[MERGE] * New ``versionedfile.KeyMapper`` interface

John Arbash Meinel john at arbash-meinel.com
Fri May 2 21:00:27 BST 2008


-----BEGIN PGP SIGNED MESSAGE-----
Hash: SHA1

Robert Collins wrote:
| This abstracts out the various escaping/path choosing logic from the
| Store classes. By abstracting it out it can be used cleanly in the
| upcoming VersionedFiles api, without requiring a dependency on
| Repository or Store.
|
| -Rob
|

It seems very api incompatible that you are passing around key = (file_id,)
instead of key = file_id here. Is it correct to assume that this api break is
from one of your other patches (possibly already merged)? I doubt you introduced
it here.

But stuff like:

Mapper.unmap(xxx):
~  return (xxx,)

Certainly change the objects a bit.

What brought it to my attention was actually this change:
=== modified file 'bzrlib/store/versioned/__init__.py'
- --- bzrlib/store/versioned/__init__.py	2008-04-28 03:52:09 +0000
+++ bzrlib/store/versioned/__init__.py	2008-05-02 03:30:07 +0000
@@ -69,7 +69,7 @@
~                 if relpath.endswith(suffix):
~                     # TODO: use standard remove_suffix function
~                     escaped_id = os.path.basename(relpath[:-len(suffix)])
- -                    file_id = self._unescape(escaped_id)
+                    file_id = self._mapper.unmap(escaped_id)[0]
~                     if file_id not in ids:
~                         ids.add(file_id)
~                         yield file_id

^- Which made it obvious that unmap is returning tuples instead of strings,
though internally we wanted a string here.
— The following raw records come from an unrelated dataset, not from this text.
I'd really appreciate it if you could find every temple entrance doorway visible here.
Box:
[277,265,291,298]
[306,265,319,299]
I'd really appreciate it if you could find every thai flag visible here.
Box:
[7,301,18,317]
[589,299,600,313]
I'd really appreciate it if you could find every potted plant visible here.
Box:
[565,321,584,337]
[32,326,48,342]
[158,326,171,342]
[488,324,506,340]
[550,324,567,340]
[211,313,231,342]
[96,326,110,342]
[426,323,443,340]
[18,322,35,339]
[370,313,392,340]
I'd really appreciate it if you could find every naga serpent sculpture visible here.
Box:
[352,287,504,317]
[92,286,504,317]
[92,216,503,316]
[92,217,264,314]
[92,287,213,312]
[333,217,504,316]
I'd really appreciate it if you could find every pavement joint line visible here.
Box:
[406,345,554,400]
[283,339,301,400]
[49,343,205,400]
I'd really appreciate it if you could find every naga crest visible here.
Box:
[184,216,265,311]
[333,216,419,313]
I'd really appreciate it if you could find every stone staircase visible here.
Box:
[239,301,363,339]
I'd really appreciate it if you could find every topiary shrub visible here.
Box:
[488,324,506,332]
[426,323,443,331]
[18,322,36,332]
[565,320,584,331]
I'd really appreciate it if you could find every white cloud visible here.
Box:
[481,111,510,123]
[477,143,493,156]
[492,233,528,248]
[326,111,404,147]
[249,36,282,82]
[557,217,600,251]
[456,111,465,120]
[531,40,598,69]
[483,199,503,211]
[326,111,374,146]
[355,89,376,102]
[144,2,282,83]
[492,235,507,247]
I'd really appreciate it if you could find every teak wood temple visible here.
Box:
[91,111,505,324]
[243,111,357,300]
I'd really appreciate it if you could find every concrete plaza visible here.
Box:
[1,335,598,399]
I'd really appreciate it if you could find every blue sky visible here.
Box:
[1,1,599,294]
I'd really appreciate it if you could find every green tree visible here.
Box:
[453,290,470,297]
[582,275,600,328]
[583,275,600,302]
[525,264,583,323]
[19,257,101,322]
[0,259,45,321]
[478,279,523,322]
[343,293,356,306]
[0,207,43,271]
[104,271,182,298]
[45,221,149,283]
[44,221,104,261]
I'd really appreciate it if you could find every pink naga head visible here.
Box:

=== modified file 'bzrlib/fetch.py'
- --- bzrlib/fetch.py	2008-04-30 04:43:26 +0000
+++ bzrlib/fetch.py	2008-05-02 03:30:07 +0000
@@ -205,7 +205,7 @@
~             return self.to_repository.search_missing_revision_ids(
~                 self.from_repository, self._last_revision,
~                 find_ghosts=self.find_ghosts)
- -        except errors.NoSuchRevision:
+        except errors.NoSuchRevision, e:
~             raise InstallFailed([self._last_revision])

~     def _fetch_weave_text(self, file_id, required_versions):

^- this seems spurious.

=== modified file 'bzrlib/repofmt/knitrepo.py'
- --- bzrlib/repofmt/knitrepo.py	2008-04-25 23:14:10 +0000
+++ bzrlib/repofmt/knitrepo.py	2008-05-02 03:30:07 +0000
@@ -374,7 +374,7 @@
~             versionedfile_kwargs={'delta':False,
~                                   'factory':knit.KnitPlainFactory(),
~                                  },
- -            escaped=True,
+            escaped=False,
~             )
~         return KnitRevisionStore(versioned_file_store)

^- This seems like it might be incorrect altogether. (Either it was really wrong
before, which I'm pretty sure we would have caught, or it is wrong now.)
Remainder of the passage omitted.